Аналогия: "У меня есть машина (москвич)  84-го года, и она получила уже 164 техталона о Тех. Осмотре. А ваш новый мерседец имеет только два таких талона, значит мой Москвич лучше"   :Roll Eyes (Sarcastic):

----------


## Miki

Но дома использую DrWeb

----------


## sergey_gum

На сайте VBA я записался в бета-тестеры, прислали ключ до 31.07.2005. Интересно, можно потом опять записаться в тестеры?

----------


## Geser

> На сайте VBA я записался в бета-тестеры, прислали ключ до 31.07.2005. Интересно, можно потом опять записаться в тестеры?


Для пользователей форума бета-тестирование не ограничено  :Smiley:

----------


## kirs

Пользуюсь КАВ-ом и AVAST-ом. И  от себя могу сказать (права юзвера),что КАВ;ловил быстрее остальных (по обнове баз)) по обнаружению,(но иногда правильные программы,записывает в п.опасные)

----------


## Alexey P.

> Ну из "старых участников" форума я думаю на него никто особо и не ориентируется. Рейтинг выложил для информации и обсуждения (короткий комментарий с иронией если заметили), хотя хочу сказать, что Касперский и Веб с удовольствием ставят на своих сайтах значок  VB100.
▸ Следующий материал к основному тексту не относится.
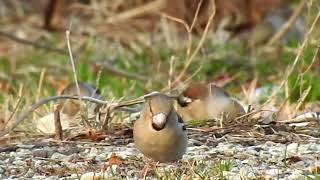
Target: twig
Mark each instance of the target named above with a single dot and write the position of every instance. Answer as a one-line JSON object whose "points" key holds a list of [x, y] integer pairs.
{"points": [[73, 64], [286, 27], [144, 9], [119, 72], [43, 71], [195, 52], [33, 44], [57, 123]]}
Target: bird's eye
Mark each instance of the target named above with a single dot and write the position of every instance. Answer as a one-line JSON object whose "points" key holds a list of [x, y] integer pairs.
{"points": [[184, 101]]}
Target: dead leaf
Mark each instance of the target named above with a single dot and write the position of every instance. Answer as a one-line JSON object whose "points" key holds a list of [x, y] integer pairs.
{"points": [[114, 160], [94, 135]]}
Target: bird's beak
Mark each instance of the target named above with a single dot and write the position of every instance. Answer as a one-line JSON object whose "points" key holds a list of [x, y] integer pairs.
{"points": [[159, 121], [184, 101]]}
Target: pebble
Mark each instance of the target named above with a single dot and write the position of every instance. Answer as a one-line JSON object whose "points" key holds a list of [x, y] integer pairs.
{"points": [[60, 157], [247, 161]]}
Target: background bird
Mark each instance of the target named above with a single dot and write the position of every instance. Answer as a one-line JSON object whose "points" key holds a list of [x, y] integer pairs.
{"points": [[207, 101]]}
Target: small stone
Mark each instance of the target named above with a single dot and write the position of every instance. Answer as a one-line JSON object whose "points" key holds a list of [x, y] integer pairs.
{"points": [[273, 172], [29, 173], [59, 156], [19, 163], [296, 175], [39, 163], [40, 153], [292, 149]]}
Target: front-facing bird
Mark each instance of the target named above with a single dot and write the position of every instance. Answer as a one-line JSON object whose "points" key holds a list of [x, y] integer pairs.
{"points": [[159, 133]]}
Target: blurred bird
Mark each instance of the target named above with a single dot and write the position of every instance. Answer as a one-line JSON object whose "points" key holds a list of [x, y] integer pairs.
{"points": [[159, 133], [207, 101], [72, 107]]}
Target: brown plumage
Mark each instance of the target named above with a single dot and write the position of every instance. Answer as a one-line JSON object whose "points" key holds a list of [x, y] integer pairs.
{"points": [[207, 101], [159, 133]]}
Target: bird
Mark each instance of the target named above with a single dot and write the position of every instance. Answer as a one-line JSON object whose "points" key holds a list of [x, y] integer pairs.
{"points": [[72, 107], [207, 102], [160, 133]]}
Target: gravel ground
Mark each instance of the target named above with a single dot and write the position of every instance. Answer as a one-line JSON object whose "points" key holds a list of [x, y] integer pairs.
{"points": [[247, 159]]}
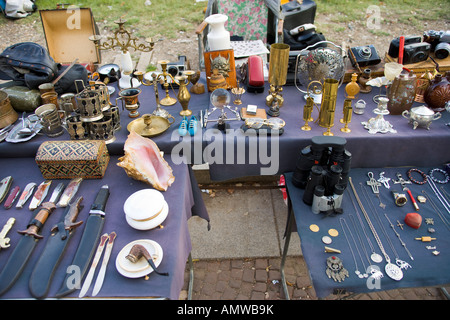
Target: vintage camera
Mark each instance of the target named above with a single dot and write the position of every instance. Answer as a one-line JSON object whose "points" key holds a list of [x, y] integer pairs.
{"points": [[416, 52], [324, 151], [324, 190], [394, 46], [327, 204], [439, 41], [364, 56], [177, 68]]}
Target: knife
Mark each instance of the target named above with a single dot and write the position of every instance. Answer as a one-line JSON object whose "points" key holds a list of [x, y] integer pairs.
{"points": [[12, 197], [102, 271], [90, 275], [69, 192], [5, 184], [87, 245], [40, 194], [48, 262], [26, 194], [22, 252]]}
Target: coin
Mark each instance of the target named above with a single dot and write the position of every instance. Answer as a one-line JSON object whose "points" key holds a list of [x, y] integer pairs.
{"points": [[333, 232], [326, 239]]}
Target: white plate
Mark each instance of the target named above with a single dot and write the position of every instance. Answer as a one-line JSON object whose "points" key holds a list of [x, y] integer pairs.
{"points": [[141, 268], [144, 204], [152, 223]]}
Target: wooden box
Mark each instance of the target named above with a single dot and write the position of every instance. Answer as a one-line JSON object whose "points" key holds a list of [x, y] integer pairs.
{"points": [[67, 33], [71, 159]]}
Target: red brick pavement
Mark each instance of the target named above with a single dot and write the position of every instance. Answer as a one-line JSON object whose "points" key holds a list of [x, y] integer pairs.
{"points": [[260, 279]]}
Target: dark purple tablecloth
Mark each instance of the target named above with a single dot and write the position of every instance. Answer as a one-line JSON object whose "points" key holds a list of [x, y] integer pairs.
{"points": [[418, 147], [174, 238], [426, 269]]}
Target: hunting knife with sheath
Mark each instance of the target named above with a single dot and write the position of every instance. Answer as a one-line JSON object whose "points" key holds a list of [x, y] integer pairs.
{"points": [[48, 262], [88, 242], [19, 257]]}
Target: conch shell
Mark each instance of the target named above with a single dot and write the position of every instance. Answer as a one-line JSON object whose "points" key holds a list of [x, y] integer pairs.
{"points": [[143, 161]]}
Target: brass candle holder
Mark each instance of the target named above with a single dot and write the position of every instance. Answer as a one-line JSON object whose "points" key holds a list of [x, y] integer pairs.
{"points": [[278, 65], [347, 115], [183, 93], [307, 111]]}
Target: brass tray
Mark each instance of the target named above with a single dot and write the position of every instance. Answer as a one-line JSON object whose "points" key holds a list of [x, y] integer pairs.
{"points": [[157, 126]]}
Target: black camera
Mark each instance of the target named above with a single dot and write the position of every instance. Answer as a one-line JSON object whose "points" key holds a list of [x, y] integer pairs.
{"points": [[416, 52], [439, 41], [324, 163], [364, 56], [177, 68], [394, 46]]}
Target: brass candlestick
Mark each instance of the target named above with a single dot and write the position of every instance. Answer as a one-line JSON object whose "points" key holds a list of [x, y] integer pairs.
{"points": [[307, 111], [278, 65], [167, 100], [347, 115], [183, 93], [328, 105]]}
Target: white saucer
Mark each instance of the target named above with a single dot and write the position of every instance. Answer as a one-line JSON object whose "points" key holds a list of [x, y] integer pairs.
{"points": [[141, 268], [151, 223]]}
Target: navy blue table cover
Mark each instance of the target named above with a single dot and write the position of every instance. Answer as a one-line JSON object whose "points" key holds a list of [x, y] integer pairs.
{"points": [[426, 269], [174, 238], [418, 147]]}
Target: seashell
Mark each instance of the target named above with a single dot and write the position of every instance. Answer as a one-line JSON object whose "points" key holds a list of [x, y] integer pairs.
{"points": [[143, 161]]}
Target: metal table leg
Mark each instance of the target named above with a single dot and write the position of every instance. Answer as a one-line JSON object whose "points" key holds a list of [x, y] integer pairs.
{"points": [[287, 234]]}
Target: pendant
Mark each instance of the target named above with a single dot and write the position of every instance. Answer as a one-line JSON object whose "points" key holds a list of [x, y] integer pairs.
{"points": [[376, 257], [393, 271]]}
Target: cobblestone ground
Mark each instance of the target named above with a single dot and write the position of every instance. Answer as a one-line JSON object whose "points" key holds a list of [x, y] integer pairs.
{"points": [[260, 279]]}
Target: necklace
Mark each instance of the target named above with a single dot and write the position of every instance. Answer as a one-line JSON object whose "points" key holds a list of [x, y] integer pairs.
{"points": [[402, 264], [392, 270], [358, 273], [377, 258]]}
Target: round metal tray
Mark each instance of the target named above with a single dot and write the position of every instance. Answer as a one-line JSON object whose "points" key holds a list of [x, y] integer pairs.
{"points": [[157, 126]]}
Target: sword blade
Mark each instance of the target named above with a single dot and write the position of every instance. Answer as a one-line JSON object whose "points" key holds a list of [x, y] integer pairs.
{"points": [[102, 271], [90, 275], [16, 262]]}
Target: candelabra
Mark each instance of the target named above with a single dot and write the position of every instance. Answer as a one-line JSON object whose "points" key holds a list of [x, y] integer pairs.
{"points": [[123, 40]]}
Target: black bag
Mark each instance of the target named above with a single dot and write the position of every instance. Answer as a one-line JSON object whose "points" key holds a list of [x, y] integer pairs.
{"points": [[28, 62]]}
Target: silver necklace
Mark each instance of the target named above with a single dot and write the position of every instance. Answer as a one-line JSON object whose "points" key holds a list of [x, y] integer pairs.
{"points": [[401, 263], [358, 273], [375, 257], [392, 270]]}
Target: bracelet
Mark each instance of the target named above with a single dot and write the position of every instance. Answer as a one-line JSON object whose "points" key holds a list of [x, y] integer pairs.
{"points": [[424, 176], [447, 177]]}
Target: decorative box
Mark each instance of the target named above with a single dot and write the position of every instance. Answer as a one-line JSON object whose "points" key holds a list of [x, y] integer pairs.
{"points": [[71, 159]]}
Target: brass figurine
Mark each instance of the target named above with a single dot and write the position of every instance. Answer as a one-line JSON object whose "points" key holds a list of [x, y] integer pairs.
{"points": [[307, 110], [347, 115]]}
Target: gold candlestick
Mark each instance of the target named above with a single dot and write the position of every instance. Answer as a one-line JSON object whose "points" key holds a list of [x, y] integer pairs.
{"points": [[347, 115], [307, 110]]}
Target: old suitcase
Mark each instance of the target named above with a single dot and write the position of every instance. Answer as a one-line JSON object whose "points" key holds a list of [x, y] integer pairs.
{"points": [[71, 159]]}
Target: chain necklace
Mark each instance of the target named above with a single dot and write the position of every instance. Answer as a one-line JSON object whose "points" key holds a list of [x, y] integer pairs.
{"points": [[402, 264], [374, 256], [392, 270]]}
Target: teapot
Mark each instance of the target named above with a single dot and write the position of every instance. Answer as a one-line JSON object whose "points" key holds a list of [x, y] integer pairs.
{"points": [[421, 116]]}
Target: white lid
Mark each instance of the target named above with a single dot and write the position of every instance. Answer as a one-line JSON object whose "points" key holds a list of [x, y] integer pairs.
{"points": [[144, 204]]}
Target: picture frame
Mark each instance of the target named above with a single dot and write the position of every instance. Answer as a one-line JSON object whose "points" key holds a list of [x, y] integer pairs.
{"points": [[224, 61]]}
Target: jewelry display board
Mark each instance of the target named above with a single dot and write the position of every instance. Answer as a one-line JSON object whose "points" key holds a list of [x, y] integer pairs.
{"points": [[418, 257]]}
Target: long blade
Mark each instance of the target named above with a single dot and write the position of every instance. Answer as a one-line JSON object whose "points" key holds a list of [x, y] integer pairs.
{"points": [[102, 271], [16, 262], [90, 276]]}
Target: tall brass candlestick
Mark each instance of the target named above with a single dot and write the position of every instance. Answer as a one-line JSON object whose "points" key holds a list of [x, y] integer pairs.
{"points": [[347, 115], [328, 105], [307, 111], [278, 65]]}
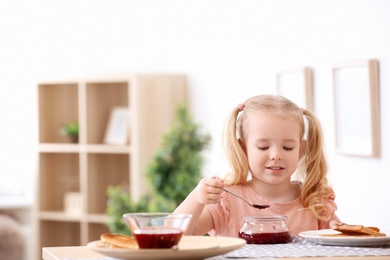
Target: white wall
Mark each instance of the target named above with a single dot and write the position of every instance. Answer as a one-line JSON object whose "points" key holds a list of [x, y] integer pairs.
{"points": [[230, 50]]}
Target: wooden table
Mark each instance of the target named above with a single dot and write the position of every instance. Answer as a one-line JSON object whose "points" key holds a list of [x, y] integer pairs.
{"points": [[80, 252]]}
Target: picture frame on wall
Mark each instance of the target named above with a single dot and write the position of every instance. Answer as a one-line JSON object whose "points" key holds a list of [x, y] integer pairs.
{"points": [[296, 85], [117, 131], [357, 111]]}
 Реклама в чистом виде, не имеющая практической ценности. 
 VB100 с большой охотой предоставляет ресурсы своего сайта для рекламы всякому - мягко говоря - хламу, если не сказать большего. Потому лично у меня есть большие сомнения в их бескорыстии и честном проведении тестов.
 Состав тестового набора должен быть неизвестен претендентам, и вот тут точно есть шансы для тех, кто не жаден. Тем более что VB100 и существует за счет спонсоров - жизнь у них такая  :Smiley: .

----------


## Terry

Я бы небыл так котегоричен по поводу VB. Несколькими сообщениями выше я ругался не на тесты VB, а на то, как их интерпретируют.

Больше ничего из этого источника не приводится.